ESKİ URFA TARİHİ VE KÜLTÜRÜ -143-

Urfa’da kış hazırlığını veya o dönemin şartları gereği, kış

korkusunu, eski Urfalıların zehreyi içeri koydun mı korkma

cümlesi içten gelen doğru temelli bir söz olduğu kadar, kış bu

şekilde hazırlık yapıldıktan sonra kış mevsiminden

korkulmayacağını ifade eder. Zehreyı içeri koyma sözcüğü bunu

doğru özetler. Kış hazırlığı sorunu hal edildikten sonra

atalarımız böylece rahat ederlerdi. Zaten sanayinin olmadığı

devirde, ekonomik işler özelikle kışın çok hareketli değildi.

Durağandı. Hatta Kış mevsim şartları gereği, büsbütün işler

durma noktasına gelirdi.

Aslında eski toplum insanlarında fazla tamahlık ta yoktu. Fazla

üretim tüketim yoktu. İnsanları tüketime bağımlı kılan tüketim

araçları yoktu. Ama huzur vardı. Eski dönemi bu anlamda

betimleyen bir halk sözü şöyledir, “vardır aşım kaygısız başım”
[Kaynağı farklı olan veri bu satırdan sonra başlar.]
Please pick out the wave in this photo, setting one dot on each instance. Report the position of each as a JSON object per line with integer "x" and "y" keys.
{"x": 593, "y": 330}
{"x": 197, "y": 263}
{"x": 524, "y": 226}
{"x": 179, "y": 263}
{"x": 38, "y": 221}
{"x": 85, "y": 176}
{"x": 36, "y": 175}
çok duyulan ve uygulanan bir sözdü. Yani teori ile paratiğin

bütünlüğü söz konusuydu. En önemlisi insanlar henüz saflığını

ve doğallıklarını kayıp etmemişlerdi. Akrabalık dostluk komşuluk

ilişkileri yüzeysel değil samimi olurdu. Kışın dükkanlar sabah

namazı kılma gereğinden erken açılır, ama geç kapanmazdı.

İkindi namazından sonra Urfa’da esnafın çoğu genel de

dükkanlarını kapatırlardı. Uzun kış gecelerinde komşular

akrabalar bir araya gelirdi. hoşça vakit geçirilir, şakalar yapılır,

sohbetler edilir. Mizah sosyal hayatın içerisinde vardı. Ayrıca

eski zamanların filimleri veya dizileri diyelim, bizim Urfa

şivesiyle heket, mesele dediğimiz, masalları iyi bilen genel de

yaşlı tecrübeli büyüklerin tadına doyum olmaz bir şekil de

anlatırlardı. Çocuktum, şimdi anımsıyorum, keşke o dönemler

de ses kayıt cihazları olsaydı o tadına doyulmaz meselleri

hikayeleri kayıd edebilseydik diye hayıflanırım. Belki bu

hikayeler kayit edilseydi, yüzlerce kitap, roman ortaya çıkardı.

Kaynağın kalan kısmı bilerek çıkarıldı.